The parallels are remarkable. I realize this guy could be a complete charlatan. In the past, I've been burned because I believed other people's stories of supernatural experiences were as true as my own, so I don't assume anything. But it sure sounds like he and I got a dose of the same thing. I wish everyone could feel it. It's really something, being exposed directly to God's true personality. You would not believe how much He loves us. I know life is full of suffering, but I felt that love, physically, as surely as I feel the keys I'm using to type this entry.
Here's the video:
One message I have derived from my reading and study is that I have to quit being so obnoxious to Muslims. It's fair to say they've shown great cruelty and bloodthirstiness and ruthlessness, but I shouldn't insult and antagonize them gratuitously, just to express my anger and frustration. I criticize Ann Coulter for being so nasty to liberals she prevents them from hearing the conservative message. Well, if everyone is as nasty to Muslims as I have been, there is no hope we'll ever succeed in acquainting very many of them with Jesus. And Jesus is the only force that can change them. It's fine to send the military to hold them back by force, but I remember what Paul said: "For we wrestle not against flesh and blood, but against principalities, against powers, against the rulers of the darkness of this world, against spiritual wickedness in high places." That's from the book of Ephesians, chapter 6, verse 12. While we have to resist evil with physical strength, the truth is, human beings are not the primary enemy, and any earthly effort that is not supported by spiritual effort is wasteful and likely to fail. I'm not saying God will turn all the Muslims into Christians, and there will be peace on earth and free cupcakes for everybody. But things would be better than they are now, and countless people could be turned into friends and saved from destruction. It really happens.

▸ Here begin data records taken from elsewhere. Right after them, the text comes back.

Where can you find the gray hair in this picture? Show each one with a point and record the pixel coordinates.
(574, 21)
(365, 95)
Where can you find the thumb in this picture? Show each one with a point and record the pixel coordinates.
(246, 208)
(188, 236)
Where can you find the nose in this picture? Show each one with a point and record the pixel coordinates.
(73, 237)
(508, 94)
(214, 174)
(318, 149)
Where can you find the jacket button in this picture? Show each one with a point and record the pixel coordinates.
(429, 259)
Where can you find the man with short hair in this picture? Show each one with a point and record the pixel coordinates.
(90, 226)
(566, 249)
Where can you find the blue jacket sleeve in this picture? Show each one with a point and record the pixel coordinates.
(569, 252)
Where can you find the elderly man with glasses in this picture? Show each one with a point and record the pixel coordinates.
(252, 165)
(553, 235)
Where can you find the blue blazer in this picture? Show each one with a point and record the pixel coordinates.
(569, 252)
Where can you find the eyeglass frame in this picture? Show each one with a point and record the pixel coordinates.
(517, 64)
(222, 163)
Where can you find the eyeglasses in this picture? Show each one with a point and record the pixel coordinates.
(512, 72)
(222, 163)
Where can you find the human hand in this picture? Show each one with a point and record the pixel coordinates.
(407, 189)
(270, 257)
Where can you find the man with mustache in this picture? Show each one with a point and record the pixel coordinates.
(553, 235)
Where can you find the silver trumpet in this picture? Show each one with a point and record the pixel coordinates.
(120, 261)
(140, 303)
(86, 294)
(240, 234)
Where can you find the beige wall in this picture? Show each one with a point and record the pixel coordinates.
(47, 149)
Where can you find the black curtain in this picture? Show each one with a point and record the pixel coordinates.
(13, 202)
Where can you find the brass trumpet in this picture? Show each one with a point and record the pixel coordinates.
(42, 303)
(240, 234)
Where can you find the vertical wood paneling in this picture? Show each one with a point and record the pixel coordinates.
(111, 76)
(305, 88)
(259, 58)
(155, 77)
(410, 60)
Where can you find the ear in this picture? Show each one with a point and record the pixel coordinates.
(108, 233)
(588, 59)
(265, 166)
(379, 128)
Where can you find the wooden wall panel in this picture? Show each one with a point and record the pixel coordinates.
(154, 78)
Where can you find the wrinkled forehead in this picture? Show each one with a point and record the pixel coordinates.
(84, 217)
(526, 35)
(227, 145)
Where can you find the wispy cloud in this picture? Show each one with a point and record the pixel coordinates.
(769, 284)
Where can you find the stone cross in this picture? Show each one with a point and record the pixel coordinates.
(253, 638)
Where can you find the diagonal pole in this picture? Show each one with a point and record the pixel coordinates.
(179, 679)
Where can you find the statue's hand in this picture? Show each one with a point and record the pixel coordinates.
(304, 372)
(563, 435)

I think I've said this before: I wonder if we pray for Muslims as much as we pray for cheaper gas.
The world is like a Japanese bunraku play, in which black-garbed puppeteers stand on a stage and manipulate dolls that represent characters. We see the people in the world, and we see their actions. But the dark forces that drive them are more obscure, as they desire to be. And often we attack the puppets and ignore the puppeteers. That is what I've been doing.

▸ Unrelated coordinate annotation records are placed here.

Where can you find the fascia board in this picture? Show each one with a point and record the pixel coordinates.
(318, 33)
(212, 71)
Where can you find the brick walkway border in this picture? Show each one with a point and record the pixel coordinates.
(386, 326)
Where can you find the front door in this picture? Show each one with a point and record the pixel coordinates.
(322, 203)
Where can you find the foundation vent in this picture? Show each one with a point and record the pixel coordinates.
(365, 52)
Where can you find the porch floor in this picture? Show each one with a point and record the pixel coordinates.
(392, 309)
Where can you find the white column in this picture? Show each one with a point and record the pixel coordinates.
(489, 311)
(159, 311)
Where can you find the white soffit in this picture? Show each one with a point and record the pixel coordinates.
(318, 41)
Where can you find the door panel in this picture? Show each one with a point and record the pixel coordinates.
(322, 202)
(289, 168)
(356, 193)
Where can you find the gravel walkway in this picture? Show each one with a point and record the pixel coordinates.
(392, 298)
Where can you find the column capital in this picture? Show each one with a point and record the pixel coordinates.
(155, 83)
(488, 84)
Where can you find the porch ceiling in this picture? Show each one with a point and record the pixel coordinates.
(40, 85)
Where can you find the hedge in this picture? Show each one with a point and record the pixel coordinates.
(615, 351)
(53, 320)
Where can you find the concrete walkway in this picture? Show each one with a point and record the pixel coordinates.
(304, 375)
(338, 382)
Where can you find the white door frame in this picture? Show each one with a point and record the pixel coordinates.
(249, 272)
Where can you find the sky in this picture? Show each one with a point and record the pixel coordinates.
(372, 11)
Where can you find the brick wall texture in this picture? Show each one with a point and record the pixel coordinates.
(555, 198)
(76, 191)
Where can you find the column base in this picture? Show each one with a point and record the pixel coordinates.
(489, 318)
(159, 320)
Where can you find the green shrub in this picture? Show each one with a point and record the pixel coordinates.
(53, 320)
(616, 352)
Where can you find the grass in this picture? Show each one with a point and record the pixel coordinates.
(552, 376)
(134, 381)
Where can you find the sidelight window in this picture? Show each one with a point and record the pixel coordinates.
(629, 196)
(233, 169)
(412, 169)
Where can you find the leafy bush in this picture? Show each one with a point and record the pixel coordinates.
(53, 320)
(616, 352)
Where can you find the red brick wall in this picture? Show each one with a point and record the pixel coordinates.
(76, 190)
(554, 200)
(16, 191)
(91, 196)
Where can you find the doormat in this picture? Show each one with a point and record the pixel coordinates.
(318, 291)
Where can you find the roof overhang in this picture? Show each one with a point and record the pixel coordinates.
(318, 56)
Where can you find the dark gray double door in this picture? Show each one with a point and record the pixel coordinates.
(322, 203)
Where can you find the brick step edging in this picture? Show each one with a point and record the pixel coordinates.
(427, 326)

I did not make my stories up to get attention. I will never earn a dime from them. They will not help my writing career. I'm telling the truth. I almost hate to ask people to believe, because we have all believed so many things, only to find out we've been lied to. I hate to ask anyone to try one more time. But I hope someone out there will consider the possibility that I'm not lying and will be inspired to pray that God will help him or her find her way. I can't defend God or tell you why life isn't easier. I can't explain the fact that you can't have Him the way you want Him. I'm not a preacher. I do not have the answers. But I can promise you that He exists and that He cares, and that sometimes He takes dramatic steps to prove Himself to people. If the deal seems unfair to you, try to have faith that God knows better than you do. You better take what's offered and be teachable and make the most of it, because if God is really God, there is no Door Number Two.